Mi viene in mente "Fight Club", il film di Fincher che tanto mi aveva impressionato con quella frase che diceva"Le cose che possiedi alla fine ti possiedono" e faccio questa considerazione:
Palahniuk (l'autore del libro) era partito da qui.
E io, invece, ero partito da Palahniuk, guarda te che coincidenza....
"One dimensional Man-Marcuse-Fight Club-Fincher-Palahniuk...."
Tanta carne al fuoco...
Ma il libro di Marcuse lo devo leggere assolutamente.
PS: Da oggi c'è la possibilità di commentare i post.
Viva la libertà, ecchecazzo...

giovedì 3 dicembre 2009

Uno stupido felice

"Emilia Paranoica" dei CCCP è una canzone senza limiti.
La prima volta che l'ho ascoltata non l'ho capita e questo perchè non era ora di capirla.
Bisogna ascoltarla in certe situazioni mentali, rigorosamente di notte.
Meglio se in macchina, in compagnia e in silenzio.
Il suo mantra ti assale, il suo mix di slogan, poesia e martirio ti imprigiona nel suo incedere.
Ma non sono qui a fare una recensione di questa canzone.

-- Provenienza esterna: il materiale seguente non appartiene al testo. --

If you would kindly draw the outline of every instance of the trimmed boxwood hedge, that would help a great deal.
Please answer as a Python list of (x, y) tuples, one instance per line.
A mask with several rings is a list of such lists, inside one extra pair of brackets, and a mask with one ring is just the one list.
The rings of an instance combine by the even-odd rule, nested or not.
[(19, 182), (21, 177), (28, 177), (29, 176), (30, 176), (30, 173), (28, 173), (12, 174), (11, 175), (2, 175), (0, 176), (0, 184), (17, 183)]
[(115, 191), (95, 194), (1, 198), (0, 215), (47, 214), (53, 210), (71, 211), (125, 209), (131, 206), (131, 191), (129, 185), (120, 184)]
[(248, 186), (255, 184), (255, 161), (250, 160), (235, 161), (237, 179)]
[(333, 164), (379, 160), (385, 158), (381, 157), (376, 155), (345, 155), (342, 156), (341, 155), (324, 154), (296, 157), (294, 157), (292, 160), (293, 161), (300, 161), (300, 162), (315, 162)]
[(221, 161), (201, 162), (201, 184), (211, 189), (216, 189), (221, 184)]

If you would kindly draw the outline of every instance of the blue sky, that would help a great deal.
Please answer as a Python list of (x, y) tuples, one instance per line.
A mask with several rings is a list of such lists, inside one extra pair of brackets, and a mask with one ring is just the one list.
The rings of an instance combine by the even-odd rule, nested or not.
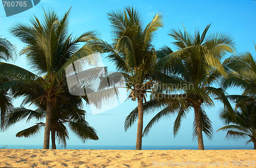
[[(106, 13), (111, 10), (121, 9), (125, 6), (133, 6), (140, 12), (145, 24), (147, 24), (154, 15), (158, 12), (164, 15), (164, 27), (157, 32), (154, 41), (156, 48), (163, 45), (169, 45), (173, 50), (176, 49), (171, 43), (174, 42), (167, 35), (170, 29), (183, 29), (181, 23), (187, 31), (194, 32), (195, 28), (201, 32), (209, 23), (211, 26), (208, 33), (225, 32), (231, 34), (237, 44), (237, 52), (250, 51), (255, 56), (253, 41), (256, 40), (256, 1), (50, 1), (41, 0), (40, 3), (28, 11), (14, 16), (7, 17), (3, 6), (0, 4), (0, 35), (16, 45), (19, 51), (23, 44), (17, 39), (11, 36), (8, 29), (15, 22), (29, 23), (29, 17), (35, 15), (42, 16), (42, 6), (45, 9), (54, 9), (59, 15), (62, 15), (72, 7), (70, 21), (70, 32), (74, 36), (84, 32), (98, 30), (100, 37), (111, 42), (111, 34), (110, 22)], [(15, 65), (28, 69), (25, 57), (22, 56), (15, 63)], [(109, 70), (114, 70), (111, 65), (105, 63)], [(240, 90), (230, 89), (229, 94), (237, 93)], [(19, 106), (21, 100), (14, 102), (15, 106)], [(87, 120), (96, 130), (99, 139), (89, 140), (85, 145), (135, 145), (137, 123), (126, 132), (124, 129), (125, 117), (137, 105), (136, 102), (127, 100), (120, 106), (97, 115), (92, 115), (90, 108)], [(218, 111), (222, 105), (216, 102), (215, 107), (206, 109), (206, 111), (212, 122), (215, 132), (223, 126), (218, 118)], [(30, 107), (32, 108), (32, 107)], [(144, 125), (154, 116), (145, 118)], [(154, 126), (148, 136), (142, 139), (142, 145), (197, 145), (197, 141), (192, 140), (193, 111), (191, 111), (184, 119), (181, 128), (175, 138), (173, 133), (173, 126), (175, 116), (170, 119), (163, 119)], [(41, 145), (44, 134), (42, 130), (38, 136), (31, 138), (16, 138), (16, 133), (32, 126), (34, 122), (29, 124), (19, 123), (11, 127), (8, 131), (0, 132), (0, 145)], [(243, 145), (245, 140), (228, 141), (225, 139), (225, 132), (215, 133), (213, 140), (204, 137), (205, 145)], [(82, 145), (81, 141), (72, 133), (70, 133), (68, 145)]]

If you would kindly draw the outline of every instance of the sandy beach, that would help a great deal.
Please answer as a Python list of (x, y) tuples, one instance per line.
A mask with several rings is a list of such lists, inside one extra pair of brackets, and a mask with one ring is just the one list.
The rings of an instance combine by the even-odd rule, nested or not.
[(253, 150), (2, 149), (0, 158), (1, 167), (256, 167)]

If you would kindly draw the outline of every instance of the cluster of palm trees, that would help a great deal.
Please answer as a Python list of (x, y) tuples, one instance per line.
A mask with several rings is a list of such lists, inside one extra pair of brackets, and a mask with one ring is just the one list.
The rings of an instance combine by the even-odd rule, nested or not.
[[(136, 150), (141, 150), (142, 136), (154, 124), (174, 114), (177, 115), (174, 126), (176, 135), (182, 119), (193, 109), (194, 138), (197, 138), (198, 149), (204, 149), (203, 132), (209, 139), (214, 133), (204, 108), (214, 106), (213, 99), (222, 101), (224, 106), (220, 117), (227, 126), (219, 130), (227, 130), (227, 137), (247, 135), (250, 138), (247, 142), (253, 142), (256, 149), (256, 61), (249, 53), (235, 53), (235, 43), (230, 35), (208, 34), (210, 24), (202, 34), (199, 30), (190, 33), (185, 28), (183, 33), (172, 29), (168, 35), (176, 40), (174, 44), (178, 48), (174, 52), (167, 46), (158, 50), (154, 46), (156, 32), (163, 27), (161, 13), (146, 26), (132, 7), (108, 13), (111, 43), (98, 38), (95, 31), (73, 39), (68, 34), (70, 11), (61, 18), (53, 11), (44, 11), (44, 14), (42, 21), (35, 16), (30, 26), (17, 23), (10, 28), (11, 33), (25, 43), (20, 55), (26, 56), (34, 73), (0, 63), (2, 130), (26, 118), (38, 122), (46, 118), (45, 123), (36, 123), (16, 136), (33, 136), (44, 127), (44, 149), (49, 148), (50, 133), (52, 148), (56, 149), (55, 137), (59, 143), (66, 145), (67, 125), (83, 141), (98, 139), (95, 130), (84, 118), (82, 100), (90, 105), (88, 99), (86, 95), (70, 93), (65, 69), (80, 58), (100, 52), (108, 54), (106, 58), (123, 75), (128, 98), (138, 102), (124, 124), (127, 130), (138, 120)], [(79, 48), (78, 44), (82, 42), (84, 45)], [(1, 58), (14, 59), (15, 49), (8, 41), (1, 39), (0, 47)], [(228, 53), (232, 55), (222, 61)], [(97, 62), (88, 59), (93, 65)], [(225, 89), (230, 87), (242, 88), (242, 95), (228, 95)], [(147, 94), (150, 98), (147, 101)], [(20, 97), (24, 98), (22, 105), (33, 104), (37, 108), (13, 107), (12, 99)], [(229, 101), (236, 103), (235, 108)], [(159, 112), (143, 131), (143, 116), (155, 111)]]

Era solo per dire che il protagonista del mio libro potrebbe tranquillamente riconoscersi in pieno in frasi come "Il Roipnol fa un casino se mescolato all'alcol" oppure in quella che dice "Posso essere uno stupido felice, un prepolitico, un tossicomane...", facendo intendere che non lo sarà mai e lotterà con tutte le sue forze per non diventarlo.
Poi succede che uno manco se ne accorge di quello che sta per diventare.
Si guarda intorno e decide che non resta altro che imbottirsi di Roipnol per prendere sonno.
Magari bevendoci sopra.

martedì 1 dicembre 2009

Nessuna musa, solo materia

In certi frangenti sono stato tentato di comportarmi come il protagonista del mio libro.
Ok, lui è un fotografo e io scrivo libri ma questo non conta moltissimo.

Ho scritto di lui che -durante i periodi di stasi creativa- usciva con la macchina senza destinazione, con la radio altissima alla ricerca di qualcosa nell'aria, un particolare qualsiasi oppure un piccolo inconveniente da sfruttare.
Insomma, un colpo di fortuna.

Prima l'ho scritto e poi avrei voluto farlo io stesso.
Prendere la macchina, accendere l'autoradio e partire, per vedere se succedeva davvero qualche cosa.
In realtà non l'ho mai fatto e penso che questo sia un bene.
Io non sono il personaggio del mio libro, lui è solo una persona "che conosco" perchè ne ho ideato la personalità, i suoi tratti emotivi e non ho bisogno di usare i suoi stratagemmi per andare avanti a scrivere, per andare oltre.
Io non scrivo quando mi sento ispirato, lui fotografa solo quando lo è.
E' sufficiente che io mi sieda, apra il file e obblighi la mia mente a scrivere.
Tutto qua.
Se poi, passata mezz'ora, non sono riuscito a cavare un ragno dal buco allora sono autorizzato ad alzarmi e andarmene.
Con me funziona.
Con Roberto il metodo autocoercitivo non funzionerebbe mai, di questo ne sono sicuro.
Siamo due persone diverse, in fondo.